Hybrid Evaluation¶
Evaluation combines the deterministic layer (stable, pass/fail, free) with the judge layer (LLM-based, nuanced, 0–10) into a single FinalEvaluationResult.
The deterministic layer is informative. The judge reads that evidence and assigns the dimension scores and the final score.
The final evaluation result¶
{
"schema_version": 1,
"case_id": "llm_probe_tool_example",
"run_id": "run_001",
"deterministic_dimensions": {
"task": 10.0,
"process": 10.0
},
"judge_dimensions": {
"task": 8.5,
"process": 9.0,
"autonomy": 8.0,
"closeness": 8.5,
"efficiency": 7.5,
"spark": 6.0
},
"judge_overall": {
"score": 8.5,
"evidence": [
"Used all required tools correctly",
"File content matches the expected marker",
"Confirmation was brief and accurate"
]
},
"final_dimensions": {
"task": 8.5,
"process": 9.0,
"autonomy": 8.0,
"closeness": 8.5,
"efficiency": 7.5,
"spark": 6.0
},
"final_score": 8.5,
"summary": {
"deterministic_passed_checks": 2,
"deterministic_failed_checks": 0,
"deterministic_error_checks": 0,
"judge_successful_iterations": 1,
"judge_failed_iterations": 0
}
}
final_score¶
final_score is the judge's overall score (judge_overall.score). It is the judge's holistic verdict after reviewing all evidence. It is not derived from the per-dimension scores.
The per-dimension final_dimensions scores exist for diagnostics: to understand where a model is strong or weak. They do not determine the top-level score.
Deterministic signals¶
Deterministic checks still produce per-dimension summaries. A check tagged with dimensions: [task, process] contributes evidence to both those dimensions. If the check passes the dimension gets 10.0; if it fails, 0.0. The deterministic dimension score is the average across all checks tagged to that dimension.
Check errors are excluded and generate a warning.
Hard expectation failure¶
If a deterministic check that maps to task fails, that is strong evidence that the task was not completed and the judge sees it in the evaluation packet.
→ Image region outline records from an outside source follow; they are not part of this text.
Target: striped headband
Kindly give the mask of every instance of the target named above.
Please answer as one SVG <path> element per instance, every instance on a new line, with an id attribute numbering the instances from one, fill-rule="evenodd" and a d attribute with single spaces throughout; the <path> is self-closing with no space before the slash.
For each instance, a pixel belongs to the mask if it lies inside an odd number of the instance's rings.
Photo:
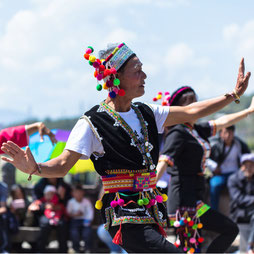
<path id="1" fill-rule="evenodd" d="M 95 69 L 94 77 L 97 79 L 96 89 L 98 91 L 102 89 L 108 90 L 110 98 L 115 98 L 116 95 L 124 96 L 125 91 L 120 89 L 120 80 L 116 74 L 123 64 L 134 55 L 134 52 L 125 43 L 118 45 L 106 59 L 96 58 L 92 55 L 93 51 L 94 49 L 89 46 L 86 49 L 84 58 Z M 104 83 L 100 84 L 101 81 Z"/>
<path id="2" fill-rule="evenodd" d="M 106 66 L 110 65 L 118 71 L 133 54 L 134 52 L 125 43 L 121 43 L 106 58 Z"/>

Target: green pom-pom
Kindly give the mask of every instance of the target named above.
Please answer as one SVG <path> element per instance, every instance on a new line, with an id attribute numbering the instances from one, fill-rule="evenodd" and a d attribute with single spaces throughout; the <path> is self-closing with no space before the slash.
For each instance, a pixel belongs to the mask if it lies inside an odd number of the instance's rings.
<path id="1" fill-rule="evenodd" d="M 139 199 L 139 200 L 138 200 L 138 205 L 140 205 L 140 206 L 144 205 L 143 199 Z"/>
<path id="2" fill-rule="evenodd" d="M 101 91 L 102 85 L 98 84 L 98 85 L 96 86 L 96 89 L 97 89 L 98 91 Z"/>
<path id="3" fill-rule="evenodd" d="M 91 49 L 91 50 L 92 50 L 92 53 L 94 52 L 94 49 L 93 49 L 93 47 L 91 47 L 91 46 L 88 46 L 87 48 Z"/>
<path id="4" fill-rule="evenodd" d="M 198 225 L 197 225 L 197 224 L 194 224 L 194 225 L 192 226 L 192 228 L 193 228 L 193 229 L 197 229 L 197 228 L 198 228 Z"/>
<path id="5" fill-rule="evenodd" d="M 144 203 L 144 205 L 148 205 L 149 204 L 149 199 L 148 198 L 143 198 L 143 203 Z"/>
<path id="6" fill-rule="evenodd" d="M 114 83 L 114 86 L 119 86 L 120 80 L 118 78 L 116 78 L 116 79 L 114 79 L 113 83 Z"/>

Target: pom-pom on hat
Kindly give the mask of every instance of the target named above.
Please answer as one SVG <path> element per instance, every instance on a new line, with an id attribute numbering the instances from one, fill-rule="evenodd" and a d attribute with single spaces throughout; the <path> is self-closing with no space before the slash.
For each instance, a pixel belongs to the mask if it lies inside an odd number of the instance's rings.
<path id="1" fill-rule="evenodd" d="M 130 57 L 135 55 L 134 52 L 125 43 L 113 48 L 113 51 L 105 57 L 106 59 L 96 58 L 92 55 L 93 52 L 94 49 L 89 46 L 85 51 L 84 58 L 95 68 L 96 89 L 98 91 L 101 91 L 102 88 L 108 90 L 111 98 L 115 98 L 117 95 L 124 96 L 125 92 L 119 87 L 120 80 L 116 77 L 116 73 Z M 104 53 L 104 51 L 102 52 Z M 101 51 L 99 53 L 103 55 Z M 100 84 L 100 81 L 103 81 L 103 84 Z"/>
<path id="2" fill-rule="evenodd" d="M 156 97 L 153 98 L 153 101 L 162 100 L 162 102 L 161 102 L 162 106 L 169 106 L 169 103 L 168 103 L 169 99 L 170 99 L 169 92 L 165 92 L 164 93 L 164 97 L 163 97 L 163 93 L 162 92 L 158 92 Z"/>

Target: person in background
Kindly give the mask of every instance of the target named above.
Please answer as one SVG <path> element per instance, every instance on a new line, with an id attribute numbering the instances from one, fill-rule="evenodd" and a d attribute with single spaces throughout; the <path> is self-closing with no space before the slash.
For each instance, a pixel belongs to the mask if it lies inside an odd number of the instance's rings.
<path id="1" fill-rule="evenodd" d="M 55 188 L 60 192 L 60 199 L 64 198 L 64 203 L 67 203 L 67 200 L 71 197 L 71 188 L 70 186 L 64 181 L 63 178 L 41 178 L 35 185 L 34 185 L 34 196 L 35 199 L 40 199 L 44 195 L 44 189 L 47 185 L 53 185 Z M 63 189 L 60 186 L 64 187 L 66 192 L 64 193 Z M 60 189 L 60 190 L 59 190 Z M 64 195 L 63 195 L 64 194 Z"/>
<path id="2" fill-rule="evenodd" d="M 254 154 L 241 156 L 240 170 L 228 178 L 230 215 L 236 223 L 248 223 L 250 234 L 247 251 L 254 253 Z"/>
<path id="3" fill-rule="evenodd" d="M 163 133 L 164 127 L 197 120 L 238 102 L 248 86 L 250 72 L 244 74 L 242 59 L 233 91 L 169 108 L 133 102 L 144 95 L 147 76 L 142 62 L 125 43 L 101 50 L 99 58 L 92 52 L 89 47 L 85 59 L 95 68 L 92 74 L 97 81 L 104 79 L 108 96 L 78 120 L 62 154 L 38 164 L 30 149 L 24 151 L 8 141 L 1 149 L 11 159 L 2 159 L 30 176 L 50 178 L 63 177 L 80 158 L 91 158 L 105 193 L 96 208 L 114 243 L 127 252 L 180 252 L 166 240 L 163 229 L 168 216 L 165 194 L 156 189 L 158 133 Z M 96 88 L 102 90 L 102 85 L 96 82 Z"/>
<path id="4" fill-rule="evenodd" d="M 29 136 L 39 132 L 41 141 L 43 141 L 43 136 L 49 136 L 52 144 L 57 142 L 55 135 L 50 131 L 49 128 L 43 122 L 36 122 L 27 125 L 20 125 L 9 127 L 0 130 L 0 147 L 4 142 L 12 141 L 19 145 L 20 147 L 25 147 L 29 143 Z M 0 154 L 4 153 L 0 148 Z"/>
<path id="5" fill-rule="evenodd" d="M 24 226 L 29 205 L 24 188 L 20 184 L 14 184 L 11 187 L 10 211 L 16 216 L 19 226 Z"/>
<path id="6" fill-rule="evenodd" d="M 85 250 L 92 249 L 92 227 L 94 208 L 91 201 L 84 197 L 81 185 L 76 185 L 72 191 L 73 198 L 68 201 L 67 213 L 70 220 L 70 239 L 75 252 L 80 252 L 80 240 L 85 241 Z"/>
<path id="7" fill-rule="evenodd" d="M 13 141 L 20 147 L 28 146 L 29 136 L 39 132 L 41 141 L 43 141 L 43 136 L 49 136 L 52 144 L 57 142 L 55 135 L 50 131 L 49 128 L 43 122 L 35 122 L 27 125 L 20 125 L 9 127 L 0 130 L 0 154 L 4 152 L 1 150 L 1 145 L 4 142 Z M 0 162 L 0 181 L 3 181 L 8 186 L 8 192 L 11 191 L 11 186 L 16 184 L 16 168 L 8 162 Z"/>
<path id="8" fill-rule="evenodd" d="M 57 240 L 59 242 L 59 253 L 67 252 L 67 222 L 66 211 L 56 194 L 56 188 L 53 185 L 47 185 L 43 191 L 41 199 L 35 200 L 29 210 L 43 213 L 39 218 L 40 234 L 38 238 L 38 251 L 45 252 L 50 232 L 57 231 Z"/>
<path id="9" fill-rule="evenodd" d="M 212 144 L 208 168 L 213 172 L 210 179 L 211 207 L 218 210 L 221 191 L 227 187 L 228 177 L 238 171 L 242 154 L 250 153 L 247 144 L 235 136 L 235 125 L 222 128 L 219 139 Z"/>
<path id="10" fill-rule="evenodd" d="M 189 86 L 178 88 L 169 98 L 171 106 L 192 105 L 197 101 L 195 91 Z M 254 112 L 254 98 L 247 109 L 228 114 L 209 122 L 191 120 L 171 127 L 166 135 L 157 177 L 167 170 L 171 175 L 168 211 L 171 225 L 176 228 L 176 246 L 185 252 L 199 252 L 203 238 L 200 229 L 213 231 L 207 252 L 225 252 L 238 234 L 237 225 L 226 216 L 204 203 L 206 160 L 210 155 L 208 138 Z M 195 226 L 194 226 L 195 225 Z"/>
<path id="11" fill-rule="evenodd" d="M 6 204 L 7 197 L 7 186 L 5 183 L 0 182 L 0 253 L 8 253 L 10 249 Z"/>

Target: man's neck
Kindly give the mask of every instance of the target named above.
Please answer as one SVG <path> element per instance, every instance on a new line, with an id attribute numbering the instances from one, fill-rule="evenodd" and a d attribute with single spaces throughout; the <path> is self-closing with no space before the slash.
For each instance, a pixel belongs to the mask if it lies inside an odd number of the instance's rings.
<path id="1" fill-rule="evenodd" d="M 106 103 L 117 112 L 128 112 L 131 108 L 131 99 L 121 97 L 117 95 L 116 98 L 112 99 L 107 97 Z"/>

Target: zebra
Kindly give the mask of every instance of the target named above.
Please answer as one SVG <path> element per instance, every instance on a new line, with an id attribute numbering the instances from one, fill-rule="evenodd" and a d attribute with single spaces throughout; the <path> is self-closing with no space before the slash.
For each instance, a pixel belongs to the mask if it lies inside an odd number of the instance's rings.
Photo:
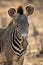
<path id="1" fill-rule="evenodd" d="M 0 34 L 2 34 L 0 36 L 0 47 L 2 47 L 0 54 L 4 52 L 7 60 L 4 65 L 23 65 L 24 54 L 28 45 L 29 23 L 27 17 L 33 11 L 32 6 L 26 6 L 26 12 L 24 13 L 22 5 L 17 10 L 14 8 L 8 10 L 12 21 L 6 28 L 0 29 Z"/>

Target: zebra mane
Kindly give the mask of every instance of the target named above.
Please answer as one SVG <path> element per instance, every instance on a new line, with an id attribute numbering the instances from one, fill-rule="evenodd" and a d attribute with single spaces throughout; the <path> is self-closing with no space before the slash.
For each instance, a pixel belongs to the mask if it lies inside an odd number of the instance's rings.
<path id="1" fill-rule="evenodd" d="M 19 13 L 20 15 L 23 14 L 23 6 L 20 5 L 18 8 L 17 8 L 17 13 Z"/>

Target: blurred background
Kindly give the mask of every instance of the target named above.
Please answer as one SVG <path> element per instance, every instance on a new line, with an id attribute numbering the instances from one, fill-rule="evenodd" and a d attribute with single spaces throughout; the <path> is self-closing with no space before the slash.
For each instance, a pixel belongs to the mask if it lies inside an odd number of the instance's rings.
<path id="1" fill-rule="evenodd" d="M 6 27 L 11 21 L 8 9 L 16 8 L 19 3 L 24 7 L 34 7 L 33 15 L 28 17 L 30 25 L 24 65 L 43 65 L 43 0 L 0 0 L 0 28 Z"/>

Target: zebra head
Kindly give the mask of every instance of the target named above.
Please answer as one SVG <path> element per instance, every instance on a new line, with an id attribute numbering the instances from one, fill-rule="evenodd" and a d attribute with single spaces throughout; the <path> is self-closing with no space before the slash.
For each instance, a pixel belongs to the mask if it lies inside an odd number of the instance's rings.
<path id="1" fill-rule="evenodd" d="M 26 39 L 28 37 L 29 27 L 27 17 L 33 13 L 34 8 L 32 6 L 27 6 L 25 9 L 26 13 L 24 13 L 23 7 L 20 5 L 17 11 L 14 8 L 10 8 L 8 10 L 8 14 L 10 17 L 12 17 L 12 20 L 15 23 L 16 30 L 19 35 Z"/>

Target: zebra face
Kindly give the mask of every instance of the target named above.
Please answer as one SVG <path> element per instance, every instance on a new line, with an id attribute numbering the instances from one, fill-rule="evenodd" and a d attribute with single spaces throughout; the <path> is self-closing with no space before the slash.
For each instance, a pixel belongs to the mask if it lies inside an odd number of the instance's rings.
<path id="1" fill-rule="evenodd" d="M 34 11 L 34 8 L 31 6 L 26 7 L 26 13 L 24 14 L 23 7 L 20 5 L 17 11 L 14 8 L 8 10 L 8 14 L 12 17 L 13 22 L 15 23 L 16 30 L 19 35 L 23 38 L 28 37 L 28 19 L 27 16 L 31 15 Z"/>

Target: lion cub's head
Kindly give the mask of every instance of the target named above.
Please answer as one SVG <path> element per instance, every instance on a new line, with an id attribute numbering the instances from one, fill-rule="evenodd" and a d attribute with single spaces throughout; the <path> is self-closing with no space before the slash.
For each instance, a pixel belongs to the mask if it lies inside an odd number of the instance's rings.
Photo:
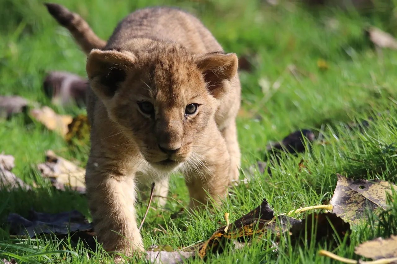
<path id="1" fill-rule="evenodd" d="M 193 54 L 156 44 L 133 53 L 93 50 L 87 71 L 110 118 L 158 169 L 173 169 L 195 151 L 236 74 L 234 54 Z M 210 136 L 210 135 L 208 135 Z"/>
Hard expectations in test.yaml (expectations.hard_expectations) are presented to the judge as part of the evaluation target and influence the judge's own assessment, but they do not mechanically cap scores on their own.
Aggregating repetitions¶
When run_repetitions > 1, the workflow runs each case multiple times and stores a separate RunArtifact and FinalEvaluationResult per repetition. The CLI and report aggregate them:
final_score→ mean of available scores across repetitions- per-dimension scores → mean per dimension
- token usage and cost → sum across repetitions
- latency → mean across repetitions
This gives a more reliable estimate of model behaviour at the cost of additional token spend.
Inspecting the result¶
The final result records three useful views side by side:
judge_dimensions— the judge's 0–10 scores per dimensiondeterministic_dimensions— the deterministic summaries per dimension when checks are mapped therefinal_dimensions— the reported dimension scores, which mirror the judge scores
Cost-quality tradeoff¶
Every FinalEvaluationResult is associated with a UsageSummary that records:
run_cost_usd— cost of the subject run (model tokens)evaluation_cost_usd— cost of the judge callstotal_cost_usd— sum of both
Use pae report --output json to get the structured breakdown, or look at the TOTAL_COST column in the terminal output. The optional score/cost PNG chart plots this relationship visually for all models in the campaign.